Yenya's World

Tue, 21 Apr 2009

Statistics Problem

Is there any statistician reading this blog? Can you recommend any statistics community (web forum, mailing list, anything) where I can ask questions about one problem I am currently trying to solve? For those with login to IS MU, the description will for some time be also in the discussion forum of Faculty of Science. The problem is this:

I have a random variable with probability of exp(-a*t) for some constant a and the time t (think radioactive decay, but the real problem is something different). The problem is to calculate the constant a from the observed data.

The measurements I have are in the form of a set of pairs (ti, + or -), with the following meaning: At time 0, take a brand new "i-th atom", verify that it is not decayed, wait for the time ti, and look at it again. If the atom has not decayed yet, add a (ti, +) pair to the set of measurements. Otherwise, add (ti, -). Continue with the next new atom an the next time ti+1.

Note however, that the times t_i are given to me from the outside, I cannot choose them, and they do not have any particular distribution (e.g. being equally distributed between time of zero and some large number). Also, the number of measurements is quite small (several hundreds at most).

You can download a Perl script for generating the test data, the test data (100 rows), and the large test data (10,000 rows) generated by this script. Can you somehow compute which constants a have been used when generating these sets of data? If so, how could it be done? And how can I estimate how accurately the exp(-a*t) curve fits the real data?

Section: /computers (RSS feed) | Permanent link | 4 writebacks

4 replies for this story:

J.C. wrote:

I haven't studied your problem to such an extent that I fully understand it, so just an idea: how about applying the logarithm function to the data (y-values)? This could make things a bit easier, as it should transform the data with some-obscure-exponential-dependency to linear-like dependency.

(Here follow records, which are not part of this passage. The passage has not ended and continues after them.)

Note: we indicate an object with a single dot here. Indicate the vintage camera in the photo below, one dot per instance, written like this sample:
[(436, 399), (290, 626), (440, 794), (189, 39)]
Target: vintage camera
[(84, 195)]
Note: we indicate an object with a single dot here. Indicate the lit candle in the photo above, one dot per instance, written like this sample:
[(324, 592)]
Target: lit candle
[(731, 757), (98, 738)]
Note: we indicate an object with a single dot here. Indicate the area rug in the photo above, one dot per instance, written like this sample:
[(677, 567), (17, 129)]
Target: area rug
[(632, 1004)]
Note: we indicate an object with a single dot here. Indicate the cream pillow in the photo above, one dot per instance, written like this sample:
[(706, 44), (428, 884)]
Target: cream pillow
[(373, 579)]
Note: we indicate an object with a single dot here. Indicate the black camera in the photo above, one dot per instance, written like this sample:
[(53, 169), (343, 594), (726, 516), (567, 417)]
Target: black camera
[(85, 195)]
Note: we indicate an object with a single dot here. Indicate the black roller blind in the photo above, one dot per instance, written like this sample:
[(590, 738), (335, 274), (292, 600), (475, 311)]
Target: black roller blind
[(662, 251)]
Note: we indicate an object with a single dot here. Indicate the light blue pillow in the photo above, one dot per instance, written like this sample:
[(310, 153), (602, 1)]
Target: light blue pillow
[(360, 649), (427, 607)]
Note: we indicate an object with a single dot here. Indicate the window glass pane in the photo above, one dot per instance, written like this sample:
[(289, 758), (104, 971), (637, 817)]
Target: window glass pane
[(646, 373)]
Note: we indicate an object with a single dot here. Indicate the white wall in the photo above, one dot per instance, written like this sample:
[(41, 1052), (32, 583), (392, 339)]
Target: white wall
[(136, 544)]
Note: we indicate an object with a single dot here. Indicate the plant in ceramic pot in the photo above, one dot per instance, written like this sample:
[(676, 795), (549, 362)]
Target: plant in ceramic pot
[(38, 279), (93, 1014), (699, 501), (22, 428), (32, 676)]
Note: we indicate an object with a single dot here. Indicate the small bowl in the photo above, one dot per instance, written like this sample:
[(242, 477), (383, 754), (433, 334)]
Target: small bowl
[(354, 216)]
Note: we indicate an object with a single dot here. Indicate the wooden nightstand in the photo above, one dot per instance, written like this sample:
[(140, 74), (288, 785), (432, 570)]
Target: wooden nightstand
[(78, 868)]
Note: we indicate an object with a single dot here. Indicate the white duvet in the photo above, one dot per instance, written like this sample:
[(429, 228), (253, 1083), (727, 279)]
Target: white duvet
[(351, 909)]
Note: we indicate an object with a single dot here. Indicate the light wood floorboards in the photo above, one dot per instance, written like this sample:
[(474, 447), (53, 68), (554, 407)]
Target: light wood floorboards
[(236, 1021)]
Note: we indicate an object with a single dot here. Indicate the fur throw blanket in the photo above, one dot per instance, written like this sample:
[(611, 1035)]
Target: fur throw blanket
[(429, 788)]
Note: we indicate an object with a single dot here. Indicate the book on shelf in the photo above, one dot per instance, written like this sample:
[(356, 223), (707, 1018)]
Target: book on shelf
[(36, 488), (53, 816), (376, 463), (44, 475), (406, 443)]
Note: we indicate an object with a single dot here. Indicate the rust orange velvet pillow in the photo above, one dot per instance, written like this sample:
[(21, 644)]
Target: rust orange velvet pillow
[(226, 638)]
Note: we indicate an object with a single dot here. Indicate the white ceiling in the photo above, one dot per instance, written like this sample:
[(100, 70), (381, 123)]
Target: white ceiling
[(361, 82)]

Yenya wrote: Re: logarithms

Yes, log(y) transforms the exponential regression to a linear one. However, log(what?). I have a + or - (i.e. 1 or 0) values. So which points to apply the linear regresson to? 0 and -infinity does not sound feasible to me (remember, the data is relatively sparse and even with discretisation of the intervals you get the intervals with only - values.

Luinar wrote: Solving

Sorry that I won't bother with English but in Czech it will be much faster to explain the solution. Pro každý čas t_i si můžeš spočíst pravděpodobnost jestli dostaneš + nebo -: P(t_i,+) = exp ( -alpha t_i ) P(t_i,-) = 1 - exp ( -alpha t_i) Tj. pro každou částici ve výsledku jsi nyní schopen spočíst její pravděpodobnost jako funkci parametru alfa. No a vzhledem k tomu, že dané částice jsou nezávislé pak, pravděpodobnost toho, že dostaneš tato konkrétní data je součin pravděpodobností od jednotlivých částic. Příklad: Výsledky: 1 + 2 - 3 - 4 + 5 - Pravděpodobnost daného výsledku je: exp(-alpha) [1-exp(-2*alpha)] [1-exp(-3*alpha)] exp(-4*alpha) [1-exp(-5*alpha)] No a parametr alpha hledáš takový, aby maximalizoval tuto pravděpodobnost. Po drobných úpravách a hraní si s tím (kvůli kompaktnosti = není to jediný možný zápis) dostaneš analytický vzorec (LaTeX konvence): \sum\limits_{i=1}^N t_i \frac{ \mathrm e^{-\alpha t_i} - h_i }{ 1 - \mathrm e^{-\alpha t_i}} = 0 kde N je počet atomů, t_i jsou časy jednolivých pozorování a h_i jsou výsledky ve tvaru 0 pro -, 1 pro +. Tahle rovnice se už musí řešit numericky, jako hint je dobré si všimnout, že suma jako celek je funkcí klesající v alpha a tedy půjde to dobře řešit půlením intervalu nebo nějakou pokročilejší gradientní metodou. Pokud budou další dotazy směřujte je kdyžtak na můj mail ("Moje přezdívka" na Seznamu - k okénku na vyplnění nemám důvěru neb nevím jestli se nezobrazí veřejně a v idealním tvaru pro spamboty).

Yenya wrote: Re: Solving

Your solution is right. I am sorry, I forgot to update this blog entry, but I already had this solution - a friend of my colleague solved it about a day or two after the above blog post has been published. But thanks anyway - I hope it has been a nice mental exercise for you :-) Now the other problem is the last sentence from the blog post: when the data is a bit noisy, I would like to estimate how well the probability fits to the exponential curve. Of course, some estimate can be taken from the probability from your blog post, but the value of this highly depends on both number of measurements, and t_i values. I would like to have something which could be used for comparing even data sets with different number of measurements and/or different distributions of t_i values.